This repository contains the code for the extraction and classification of precedents in legal documents. The project involves working with various types of legal cases such as 'Writ Petition,' 'Civil Appeal,' and 'Twenty_six.' The output for each case is available in the respective folders named 'precedents classified output.' Individual case outputs, corresponding to files like filename.xml or filename.txt, can be found in folders named 'filename output.txt.'
- Writ Petition
- Civil Appeal
- Twenty_six
- precedents classified output
- filename output.txt
The main Python code file for preprocessing, extraction, and classification is Data Analysis.ipynb. Each block in the file is thoroughly commented with its functionality at the beginning.
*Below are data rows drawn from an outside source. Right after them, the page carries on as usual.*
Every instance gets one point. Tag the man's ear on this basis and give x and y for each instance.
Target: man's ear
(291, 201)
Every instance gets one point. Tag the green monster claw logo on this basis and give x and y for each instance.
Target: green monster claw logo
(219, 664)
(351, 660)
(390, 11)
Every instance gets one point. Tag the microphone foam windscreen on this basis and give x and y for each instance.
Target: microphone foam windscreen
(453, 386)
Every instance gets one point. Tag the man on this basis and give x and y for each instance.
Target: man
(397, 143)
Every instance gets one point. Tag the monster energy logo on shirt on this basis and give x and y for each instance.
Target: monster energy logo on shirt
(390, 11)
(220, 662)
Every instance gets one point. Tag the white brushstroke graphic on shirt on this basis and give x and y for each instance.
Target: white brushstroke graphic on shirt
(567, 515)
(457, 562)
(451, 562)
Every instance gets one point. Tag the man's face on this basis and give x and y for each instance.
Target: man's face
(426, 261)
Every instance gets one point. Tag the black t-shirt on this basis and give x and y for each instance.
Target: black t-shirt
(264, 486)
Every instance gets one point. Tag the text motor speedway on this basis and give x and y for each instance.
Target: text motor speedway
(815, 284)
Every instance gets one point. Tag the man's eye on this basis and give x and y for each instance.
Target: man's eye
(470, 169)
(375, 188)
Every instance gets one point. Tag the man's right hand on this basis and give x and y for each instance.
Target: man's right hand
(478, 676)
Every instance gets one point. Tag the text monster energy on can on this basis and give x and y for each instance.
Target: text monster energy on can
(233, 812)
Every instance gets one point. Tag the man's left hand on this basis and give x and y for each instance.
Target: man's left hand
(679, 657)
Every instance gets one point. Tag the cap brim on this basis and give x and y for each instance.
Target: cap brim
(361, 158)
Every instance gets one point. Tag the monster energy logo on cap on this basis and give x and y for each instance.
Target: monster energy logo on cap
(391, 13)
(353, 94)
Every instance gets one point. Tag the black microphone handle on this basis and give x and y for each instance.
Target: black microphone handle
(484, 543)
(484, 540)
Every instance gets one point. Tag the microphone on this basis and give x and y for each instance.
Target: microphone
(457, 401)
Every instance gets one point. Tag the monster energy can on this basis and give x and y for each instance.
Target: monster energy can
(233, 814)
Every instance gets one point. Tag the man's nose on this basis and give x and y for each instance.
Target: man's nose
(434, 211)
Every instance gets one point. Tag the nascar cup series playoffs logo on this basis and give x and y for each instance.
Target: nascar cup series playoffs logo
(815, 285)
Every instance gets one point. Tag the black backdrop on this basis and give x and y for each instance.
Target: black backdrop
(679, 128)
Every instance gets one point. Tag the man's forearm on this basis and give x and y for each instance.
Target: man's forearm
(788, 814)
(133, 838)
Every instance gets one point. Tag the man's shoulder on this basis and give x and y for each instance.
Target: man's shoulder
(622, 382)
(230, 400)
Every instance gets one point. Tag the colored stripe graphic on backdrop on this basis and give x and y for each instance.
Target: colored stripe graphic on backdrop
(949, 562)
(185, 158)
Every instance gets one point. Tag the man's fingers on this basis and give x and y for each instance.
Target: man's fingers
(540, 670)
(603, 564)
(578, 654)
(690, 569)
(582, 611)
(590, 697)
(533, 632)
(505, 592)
- Extracted and classified precedents and statutes from 150+ legal documents with a high accuracy of 90% using rule-based approaches.
- Conducted sentiment analysis using nltk and spaCy libraries to categorize precedents into Relied, Distinguished, and Overruled.
- Engineered a deep learning model incorporating Bert Tokenizer, bi-Directional LSTM Encoder-Decoder, Attention Pooling, and Conditional Random Field Layer with Adam Optimizer.
- Achieved a test weighted F1 score of 82.61% using the Negative Log-Likelihood loss function on a Gold Dataset containing 2471 RR labeled cases.